Бонапарт отпустил посланников и немедленно обнародовал объявление войны против Венеции. Это случилось 4 мая (13 флореаля), французская конституция не позволяла ни Директории, ни ее главнокомандующим объявлять войну, но разрешала отражать неприятельские действия, если таковые будут предприняты. Бонапарт воспользовался этой оговоркой и, вследствие событий в Вероне и Лидо, объявил военные действия открытыми, предписал посланнику Лаллеману выехать из Венеции, велел повсюду в провинциях Террафермы свергать Льва святого Марка, вводить в городах муниципальное управление и, в ожидании прибытия войск из Австрии, приказал генералу Кильмену направить дивизии Бараге д’Илье и Виктора к Венецианской лагуне.
Его распоряжения, такие же быстрые, как и гнев, были немедленно исполнены. В одно мгновение древний Лев святого Марка исчез с берегов Изонцо и Минчио и был повсюду заменен деревом свободы. Со всех сторон приближались войска, и французские пушки загремели на берегах, где уже давно не было слышно неприятельских орудий.
Древняя Венеция еще могла представить непреодолимые препятствия даже главнокомандующему, унизившему Австрию. Она могла располагать 37 галерами, 168 канонирскими лодками с 750 орудиями и 8500 матросами и артиллерийской прислугой. Ее гарнизон состоял из 3500 итальянцев, 11 тысяч славонцев; продовольствия она имела на восемь месяцев, пресной воды – на два; кроме того, Венеция имела возможность пополнить эти запасы. Французы не владели морем, не имели канонирских лодок для переправы, им предстояло продвигаться вдоль незнакомых каналов, поминутно опуская лот под огнем бесчисленных батарей. Как бы храбры и предприимчивы ни были победители, они могли быть остановлены этими затруднениями и принуждены начать осаду, которая, пожалуй, затянулась бы на несколько месяцев! Австрия, очищенная от французских войск, могла отвергнуть прелиминарии, вновь вступить в борьбу и представить новые затруднения.
Но если военные средства Венеции и были довольно значительны, ее внутреннее положение не позволяло ими воспользоваться. Как все одряхлевшие сословия, ее аристократия была разделена; у нее не оставалось ни общих интересов, ни общих побуждений. Высшая аристократия, раздававшая места и почести и располагающая значительными богатствами, обнаруживала меньше невежества, предрассудков и страстей, чем низшее дворянство; главным двигателем ее было честолюбие власти. Основная же масса дворянства, лишенная должностей, жившая пособиями, невежественная и буйная, обладала при этом вполне аристократическими предрассудками. Вместе с духовенством она возбуждала чернь, которая – как и во всех государствах, где средний класс недостаточно силен для этого, – находилась под ее влиянием.
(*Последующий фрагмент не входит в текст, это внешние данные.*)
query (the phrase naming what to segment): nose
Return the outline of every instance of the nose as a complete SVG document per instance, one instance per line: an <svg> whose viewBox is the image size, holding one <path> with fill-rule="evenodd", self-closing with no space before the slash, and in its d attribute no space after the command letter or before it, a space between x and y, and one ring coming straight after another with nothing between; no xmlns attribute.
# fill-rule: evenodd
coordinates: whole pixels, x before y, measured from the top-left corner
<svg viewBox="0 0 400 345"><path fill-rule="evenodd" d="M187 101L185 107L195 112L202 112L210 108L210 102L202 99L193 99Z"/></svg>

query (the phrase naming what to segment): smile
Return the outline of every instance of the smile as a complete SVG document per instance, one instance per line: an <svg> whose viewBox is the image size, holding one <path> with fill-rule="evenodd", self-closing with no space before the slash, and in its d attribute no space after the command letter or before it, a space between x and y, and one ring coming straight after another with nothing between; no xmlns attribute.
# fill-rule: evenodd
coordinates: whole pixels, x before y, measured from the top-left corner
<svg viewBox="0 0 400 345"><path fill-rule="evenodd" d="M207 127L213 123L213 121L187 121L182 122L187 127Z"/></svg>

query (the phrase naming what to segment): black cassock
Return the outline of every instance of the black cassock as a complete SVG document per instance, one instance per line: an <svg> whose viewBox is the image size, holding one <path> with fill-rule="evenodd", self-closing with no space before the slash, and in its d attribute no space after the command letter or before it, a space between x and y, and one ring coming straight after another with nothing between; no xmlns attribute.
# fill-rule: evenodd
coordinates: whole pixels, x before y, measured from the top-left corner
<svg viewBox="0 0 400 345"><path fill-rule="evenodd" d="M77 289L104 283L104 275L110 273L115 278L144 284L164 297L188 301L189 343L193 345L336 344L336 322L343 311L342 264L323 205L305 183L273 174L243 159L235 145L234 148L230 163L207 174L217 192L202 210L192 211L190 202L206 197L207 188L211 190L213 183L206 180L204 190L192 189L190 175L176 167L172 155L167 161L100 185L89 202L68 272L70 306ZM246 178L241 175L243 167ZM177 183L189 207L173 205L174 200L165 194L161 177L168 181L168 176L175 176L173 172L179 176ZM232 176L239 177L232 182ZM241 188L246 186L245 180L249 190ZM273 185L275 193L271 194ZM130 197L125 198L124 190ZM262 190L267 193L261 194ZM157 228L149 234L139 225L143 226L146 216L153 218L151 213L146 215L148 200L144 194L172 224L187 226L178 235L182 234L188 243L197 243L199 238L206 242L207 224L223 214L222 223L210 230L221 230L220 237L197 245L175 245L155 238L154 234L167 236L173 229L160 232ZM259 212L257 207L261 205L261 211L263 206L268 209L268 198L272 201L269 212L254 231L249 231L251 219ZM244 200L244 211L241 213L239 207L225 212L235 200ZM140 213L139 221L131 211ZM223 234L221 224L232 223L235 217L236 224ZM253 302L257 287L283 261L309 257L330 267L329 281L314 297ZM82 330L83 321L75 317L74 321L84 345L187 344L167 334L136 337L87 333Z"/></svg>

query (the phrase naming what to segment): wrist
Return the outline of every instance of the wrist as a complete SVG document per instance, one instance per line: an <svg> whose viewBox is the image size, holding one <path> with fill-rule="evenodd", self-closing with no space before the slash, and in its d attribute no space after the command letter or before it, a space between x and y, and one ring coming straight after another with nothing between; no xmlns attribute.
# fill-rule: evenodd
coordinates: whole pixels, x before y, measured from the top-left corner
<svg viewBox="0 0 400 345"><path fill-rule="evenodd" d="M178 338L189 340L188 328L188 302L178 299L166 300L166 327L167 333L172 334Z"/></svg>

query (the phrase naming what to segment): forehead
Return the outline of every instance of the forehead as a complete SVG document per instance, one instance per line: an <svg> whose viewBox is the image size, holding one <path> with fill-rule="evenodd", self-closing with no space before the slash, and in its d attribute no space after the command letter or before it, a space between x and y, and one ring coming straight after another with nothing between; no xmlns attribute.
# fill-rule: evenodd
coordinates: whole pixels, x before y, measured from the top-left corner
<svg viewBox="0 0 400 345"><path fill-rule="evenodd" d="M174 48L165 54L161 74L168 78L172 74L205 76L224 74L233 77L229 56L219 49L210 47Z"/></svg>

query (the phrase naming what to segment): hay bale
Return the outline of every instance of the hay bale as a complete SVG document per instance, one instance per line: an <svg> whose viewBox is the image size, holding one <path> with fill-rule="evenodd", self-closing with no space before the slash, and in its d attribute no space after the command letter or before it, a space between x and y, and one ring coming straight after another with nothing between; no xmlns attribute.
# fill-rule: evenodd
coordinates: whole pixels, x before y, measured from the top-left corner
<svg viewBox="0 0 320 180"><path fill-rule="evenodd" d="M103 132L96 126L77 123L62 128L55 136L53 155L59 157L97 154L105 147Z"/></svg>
Эта чернь, состоящая из грубых, суеверных и полудиких моряков и рабочих, была способна на самые необузданные проявления бешенства. Среднее сословие, городское население, промышленники и торговцы, юристы, медики и прочие, как и повсюду, желали водворения гражданского равенства; они радовались прибытию французов, но не осмеливались громко выражать свою радость в виду простого народа, который, еще прежде чем революция успела бы совершиться, мог дойти до самых больших крайностей.